Blood Markers May ID People Most Likely to Gain Cognitively with Aerobic Exercise, Study Reports
Blood levels of certain molecules— metabolites and amino acids — may help to identify people with Alzheimer’s disease who are more likely to improve their cognitive skills in response to aerobic exercise, a study suggests.
These results were shared in the poster “Plasma Metabolites to Predict Response to Exercise in Alzheimer’s Disease” presented during the recent 71st AACC Annual Scientific Meeting & Clinical Lab Expo in Anaheim, California.
Evidence suggests that physical exercise may help to preserve cognition in Alzheimer’s patients and reduce the accumulation of amyloid plaques — one of the hallmarks of the disease — in the brain.
“Exercise treatment is a very promising intervention for Alzheimer’s patients and is even an effective treatment for cognitive impairment in patients without Alzheimer’s,” Danni Li, PhD, an associate professor at the University of Minnesota and the study’s senior author, said in a press release.
Several Phase 3 trials are testing the potential benefits of exercise in Alzheimer’s disease. However, patients’ response to exercise varies, and effective tools that can help spot those patients most likely to respond best to this therapeutic approach would be helpful.
“[We know] that not everyone responds to exercise in the same way, so we want to use this research to develop a test to see who is going to respond better to exercise treatment.
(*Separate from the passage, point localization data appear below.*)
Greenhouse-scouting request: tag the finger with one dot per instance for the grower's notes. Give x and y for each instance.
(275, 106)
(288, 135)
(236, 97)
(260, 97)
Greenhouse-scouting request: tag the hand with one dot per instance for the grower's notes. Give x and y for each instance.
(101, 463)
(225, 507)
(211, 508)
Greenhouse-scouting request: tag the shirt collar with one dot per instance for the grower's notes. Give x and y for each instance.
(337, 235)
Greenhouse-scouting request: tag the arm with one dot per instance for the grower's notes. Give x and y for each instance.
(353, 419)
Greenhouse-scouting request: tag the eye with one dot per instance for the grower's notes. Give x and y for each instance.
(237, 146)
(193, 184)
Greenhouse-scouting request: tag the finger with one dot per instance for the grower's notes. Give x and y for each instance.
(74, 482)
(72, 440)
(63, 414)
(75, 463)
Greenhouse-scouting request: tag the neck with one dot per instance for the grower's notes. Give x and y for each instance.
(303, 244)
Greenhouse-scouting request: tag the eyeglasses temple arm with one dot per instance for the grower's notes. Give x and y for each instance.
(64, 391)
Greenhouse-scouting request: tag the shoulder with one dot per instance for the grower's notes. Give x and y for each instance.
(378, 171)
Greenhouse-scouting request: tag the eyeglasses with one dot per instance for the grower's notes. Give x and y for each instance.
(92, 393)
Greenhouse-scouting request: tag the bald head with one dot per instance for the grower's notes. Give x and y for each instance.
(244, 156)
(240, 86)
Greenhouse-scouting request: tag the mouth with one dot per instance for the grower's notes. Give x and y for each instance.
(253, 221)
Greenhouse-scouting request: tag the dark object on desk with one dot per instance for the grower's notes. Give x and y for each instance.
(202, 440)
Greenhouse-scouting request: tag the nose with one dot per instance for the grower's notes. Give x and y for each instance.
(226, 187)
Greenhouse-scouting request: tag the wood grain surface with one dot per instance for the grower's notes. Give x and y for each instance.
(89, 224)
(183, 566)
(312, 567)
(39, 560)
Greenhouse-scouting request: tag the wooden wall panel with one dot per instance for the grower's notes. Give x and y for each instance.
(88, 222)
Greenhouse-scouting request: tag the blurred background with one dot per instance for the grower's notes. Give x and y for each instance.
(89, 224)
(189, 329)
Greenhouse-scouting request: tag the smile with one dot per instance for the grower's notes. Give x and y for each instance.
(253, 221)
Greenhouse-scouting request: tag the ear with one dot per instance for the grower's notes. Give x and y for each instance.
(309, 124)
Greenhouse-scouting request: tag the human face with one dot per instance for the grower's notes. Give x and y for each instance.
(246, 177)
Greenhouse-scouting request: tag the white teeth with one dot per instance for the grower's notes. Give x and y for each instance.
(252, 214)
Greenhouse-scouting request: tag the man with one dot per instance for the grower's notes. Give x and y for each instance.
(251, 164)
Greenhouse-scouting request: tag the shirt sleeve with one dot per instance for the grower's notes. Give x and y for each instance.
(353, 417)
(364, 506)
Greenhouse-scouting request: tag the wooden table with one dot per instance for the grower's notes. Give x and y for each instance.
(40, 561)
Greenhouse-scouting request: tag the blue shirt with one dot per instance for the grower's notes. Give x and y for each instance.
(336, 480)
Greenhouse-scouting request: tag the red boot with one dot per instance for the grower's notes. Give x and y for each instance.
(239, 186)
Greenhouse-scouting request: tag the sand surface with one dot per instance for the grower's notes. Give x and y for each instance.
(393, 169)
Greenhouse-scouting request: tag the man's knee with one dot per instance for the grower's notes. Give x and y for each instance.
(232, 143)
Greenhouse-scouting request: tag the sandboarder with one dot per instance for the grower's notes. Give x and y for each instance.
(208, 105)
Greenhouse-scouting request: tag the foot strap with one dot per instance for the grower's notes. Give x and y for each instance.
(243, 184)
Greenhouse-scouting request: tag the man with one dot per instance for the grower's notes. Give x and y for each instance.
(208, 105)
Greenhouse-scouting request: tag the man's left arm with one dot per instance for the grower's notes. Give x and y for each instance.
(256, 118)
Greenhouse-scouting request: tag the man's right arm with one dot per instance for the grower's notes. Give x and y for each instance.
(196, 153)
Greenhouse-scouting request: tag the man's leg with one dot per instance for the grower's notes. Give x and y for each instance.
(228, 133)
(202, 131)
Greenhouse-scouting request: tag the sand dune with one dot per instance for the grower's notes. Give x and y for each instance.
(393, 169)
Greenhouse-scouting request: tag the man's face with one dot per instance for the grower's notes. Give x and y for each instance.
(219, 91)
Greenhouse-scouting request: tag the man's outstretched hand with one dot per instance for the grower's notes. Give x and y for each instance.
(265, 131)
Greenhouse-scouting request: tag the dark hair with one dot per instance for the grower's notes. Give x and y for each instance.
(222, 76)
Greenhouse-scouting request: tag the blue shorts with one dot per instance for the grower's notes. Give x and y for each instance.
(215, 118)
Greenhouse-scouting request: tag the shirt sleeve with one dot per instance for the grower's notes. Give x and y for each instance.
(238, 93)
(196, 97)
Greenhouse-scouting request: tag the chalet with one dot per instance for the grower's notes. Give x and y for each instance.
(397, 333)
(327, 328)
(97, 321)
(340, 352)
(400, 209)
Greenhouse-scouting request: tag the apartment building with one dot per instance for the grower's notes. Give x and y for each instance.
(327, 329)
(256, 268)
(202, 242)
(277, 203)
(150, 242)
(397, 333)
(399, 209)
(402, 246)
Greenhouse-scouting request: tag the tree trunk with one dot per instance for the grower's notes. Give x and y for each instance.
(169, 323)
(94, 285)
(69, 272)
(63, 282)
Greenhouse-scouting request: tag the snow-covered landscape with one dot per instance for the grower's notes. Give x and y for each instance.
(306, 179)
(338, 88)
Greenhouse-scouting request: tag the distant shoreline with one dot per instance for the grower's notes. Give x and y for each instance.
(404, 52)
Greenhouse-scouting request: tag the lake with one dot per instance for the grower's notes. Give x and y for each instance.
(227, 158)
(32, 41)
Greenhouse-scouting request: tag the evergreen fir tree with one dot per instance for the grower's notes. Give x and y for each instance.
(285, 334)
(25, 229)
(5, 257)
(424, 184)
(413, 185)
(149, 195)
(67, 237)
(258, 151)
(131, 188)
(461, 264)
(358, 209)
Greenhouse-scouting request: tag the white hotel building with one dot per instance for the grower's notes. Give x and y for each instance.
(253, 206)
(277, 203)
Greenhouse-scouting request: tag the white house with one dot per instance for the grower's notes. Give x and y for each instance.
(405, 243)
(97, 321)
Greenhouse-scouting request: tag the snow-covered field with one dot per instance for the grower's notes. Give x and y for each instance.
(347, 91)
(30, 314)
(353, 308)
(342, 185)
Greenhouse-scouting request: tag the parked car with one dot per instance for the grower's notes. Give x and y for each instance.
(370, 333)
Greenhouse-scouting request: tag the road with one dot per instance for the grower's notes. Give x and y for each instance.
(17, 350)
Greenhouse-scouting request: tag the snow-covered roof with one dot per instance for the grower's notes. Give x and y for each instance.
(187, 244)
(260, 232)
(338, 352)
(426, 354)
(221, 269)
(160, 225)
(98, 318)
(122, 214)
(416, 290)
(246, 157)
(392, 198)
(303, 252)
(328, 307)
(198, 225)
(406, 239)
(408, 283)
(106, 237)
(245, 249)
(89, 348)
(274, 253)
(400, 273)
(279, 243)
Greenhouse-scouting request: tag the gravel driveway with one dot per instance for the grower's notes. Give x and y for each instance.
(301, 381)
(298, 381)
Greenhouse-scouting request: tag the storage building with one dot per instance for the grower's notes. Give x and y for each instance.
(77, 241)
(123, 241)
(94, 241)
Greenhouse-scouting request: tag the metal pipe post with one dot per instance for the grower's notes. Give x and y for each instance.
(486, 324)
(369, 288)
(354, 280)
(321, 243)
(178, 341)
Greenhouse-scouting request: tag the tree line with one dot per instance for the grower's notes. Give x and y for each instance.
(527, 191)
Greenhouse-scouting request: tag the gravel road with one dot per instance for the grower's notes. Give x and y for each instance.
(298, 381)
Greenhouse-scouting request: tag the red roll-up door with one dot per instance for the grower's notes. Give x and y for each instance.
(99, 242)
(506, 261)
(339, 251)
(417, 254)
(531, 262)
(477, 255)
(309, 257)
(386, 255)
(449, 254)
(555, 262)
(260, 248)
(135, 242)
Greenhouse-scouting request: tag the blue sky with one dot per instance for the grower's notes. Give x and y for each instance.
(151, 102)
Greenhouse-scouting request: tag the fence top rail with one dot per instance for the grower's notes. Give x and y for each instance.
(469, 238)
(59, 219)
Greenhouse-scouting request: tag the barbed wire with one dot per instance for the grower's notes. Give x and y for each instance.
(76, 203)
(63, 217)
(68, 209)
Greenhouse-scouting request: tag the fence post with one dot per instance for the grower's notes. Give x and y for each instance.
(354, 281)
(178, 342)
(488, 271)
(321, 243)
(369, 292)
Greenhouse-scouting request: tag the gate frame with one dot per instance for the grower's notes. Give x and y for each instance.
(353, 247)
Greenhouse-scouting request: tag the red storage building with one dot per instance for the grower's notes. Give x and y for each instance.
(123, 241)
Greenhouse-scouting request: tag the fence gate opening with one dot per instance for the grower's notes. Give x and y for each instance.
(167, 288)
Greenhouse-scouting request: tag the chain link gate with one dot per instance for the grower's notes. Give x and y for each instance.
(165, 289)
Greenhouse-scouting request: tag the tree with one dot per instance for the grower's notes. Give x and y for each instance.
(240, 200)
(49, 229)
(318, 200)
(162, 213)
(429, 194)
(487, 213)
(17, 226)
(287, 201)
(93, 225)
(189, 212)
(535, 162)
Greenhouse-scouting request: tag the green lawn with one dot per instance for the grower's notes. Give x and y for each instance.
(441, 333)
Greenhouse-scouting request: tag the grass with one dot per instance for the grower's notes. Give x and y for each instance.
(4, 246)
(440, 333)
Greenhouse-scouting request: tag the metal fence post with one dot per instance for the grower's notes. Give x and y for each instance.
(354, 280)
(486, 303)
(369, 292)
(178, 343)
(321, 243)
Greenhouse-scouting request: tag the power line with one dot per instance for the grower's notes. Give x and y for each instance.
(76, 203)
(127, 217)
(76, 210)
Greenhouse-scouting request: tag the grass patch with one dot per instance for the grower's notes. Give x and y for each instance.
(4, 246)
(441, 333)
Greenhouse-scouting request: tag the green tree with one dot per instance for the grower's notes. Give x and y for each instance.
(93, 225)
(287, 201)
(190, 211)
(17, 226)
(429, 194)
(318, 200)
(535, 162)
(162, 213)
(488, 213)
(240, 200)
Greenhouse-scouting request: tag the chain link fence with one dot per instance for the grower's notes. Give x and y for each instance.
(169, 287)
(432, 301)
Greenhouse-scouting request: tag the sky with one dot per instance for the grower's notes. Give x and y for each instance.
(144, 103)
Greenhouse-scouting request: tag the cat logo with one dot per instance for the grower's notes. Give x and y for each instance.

This is in line with the model of precision medicine, and finding the right person who will respond to the right therapy,” Li said.
The Minnesota team evaluated changes in Alzheimer’s patients’ metabolites — small molecules that are produced by the cell’s metabolism and enter blood circulation — that were previously associated with cognitive performance in older adults.
They used blood samples from the FIT-AD trial (NCT01954550), which is assessing the effects of a six-month, individualized and moderate-intensity cycling intervention (20-50 minutes of exercise, three times a week) on cognition and neurodegeneration in 96 people with mild-to-moderate Alzheimer’s. Patients, ages 66 and older, were assigned to either a cycling group or a low-intensity stretching/range of motion exercise group as controls. After the exercise program concluded, all were followed for another six months.
Researchers analyzed blood samples from 26 study participants and measured the levels of 188 metabolites at the trial’s start and again after 12 months. Patients’ cognitive skills were also evaluate at the study’s beginning and end using the Alzheimer’s Disease Assessment Scale-Cognition (ADAS-Cog), developed to assess the effectiveness of antidementia treatments. The aim was to identify exercise-induced changes in the levels of metabolites that correlated with a therapeutic benefit in patients.
From among the 188 metabolites, researchers identified two fat molecules (phospholipids called lysoPC a C18.2 and PC aa C40.6) and five amino acids (the building blocks of proteins; specifically here: isoleucine, leucine, methionine, tyrosine, and valine) whose levels were linked to changes in cognition after 12 months.
Specifically, the team saw that higher levels of PC aa C40.6 and the five amino acids were predictors of better cognitive responses to exercise, as were lower levels of lysoPC and C18.2.
“This study identified potential plasma metabolites that may have synergistic interaction with exercise in cognitive response to aerobic exercise,” the researchers wrote.
“A future follow-up study with a bigger sample size is necessary to establish the ability of these metabolites to predict cognitive responses to aerobic exercise treatment in [Alzheimer’s],” they added.